The Thing about Jellyfish
Little Brown, 2015
Seventh-grader, Suzy is a tween in crisis. Her former best friend Franny, drowned over the summer and Suzy has stopped talking. She and Franny drifted apart the year before as Franny ditched her to become popular. Now Suzy feels like the school outcast and, because of an unfortunate action of retaliation, guilty for how things were left with her former best friend. Franny was an excellent swimmer, so the drowning does not make sense to Suzy. Answers come on a class visit to the local aquarium where Suzy discovers jellyfish and their ability to poison an individual. Suzy becomes obsessed with jellyfish and proving that they were the cause of Franny's death. Her research leads her to some of the most notable jellyfish experts in the world. Looking for help, she settles on an Australian researcher and devises a cunning plan to run away from home, fly to Australia using her divorced father's credit card information, and track the jellyfish expert down to prove the cause of Franny's death. The escape plan does not go as Suzy planned, but it does serve to break the wall of silence and let her family in through the walls of grief and guilt that she has created to cope with the tragedy. By the book's end Suzy is on the road to healing and has found two potential friends and a like-minded science teacher along the way.
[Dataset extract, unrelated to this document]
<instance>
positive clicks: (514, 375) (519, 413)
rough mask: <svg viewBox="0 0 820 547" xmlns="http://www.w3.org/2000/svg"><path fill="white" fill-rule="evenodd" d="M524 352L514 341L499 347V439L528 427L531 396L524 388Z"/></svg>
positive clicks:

This is, I really mean it this time, so far the best book I have read this year. Benjamin tells a powerful story filled with sadness and healing. Even though the subject matter is sad, the book does not wallow in tone or pacing. It moves along quickly and is very readable. Despite the serious theme, children will not be put off the book once they begin reading it and it is very hard to put down. The story behind Suzy and Franny's relationship and its demise is revealed slowly, leaving an element of surprise. The present action, Suzy remembering the past, and life as she reveals it in her journal are all printing in different fonts to help the reader keep straight what is going on, yet adding dimension and layers to the story. Benjamin gently includes jellyfish facts throughout the book, drawing in nature lovers and educating the ignorant (me!). An author's note in the back clarifies some facts and reveals the identities real life jellyfish experts in the story. So far this is my prediction for the Newbery Medal. Why do I think it will win? It is very well written, made me cry twice, and the science connection will appeal to the STEM-mad agenda currently found in both schools and libraries. The Thing about Jellyfish will be enjoyed by both boys and girls and, despite being carefully written, is designed for young readers, not adults who read kid's books. My only quibble is that the new girl dumping the "cool crowd" to befriend Suzy is a bit unrealistic and unnecessary, but young readers will appreciate the happy ending.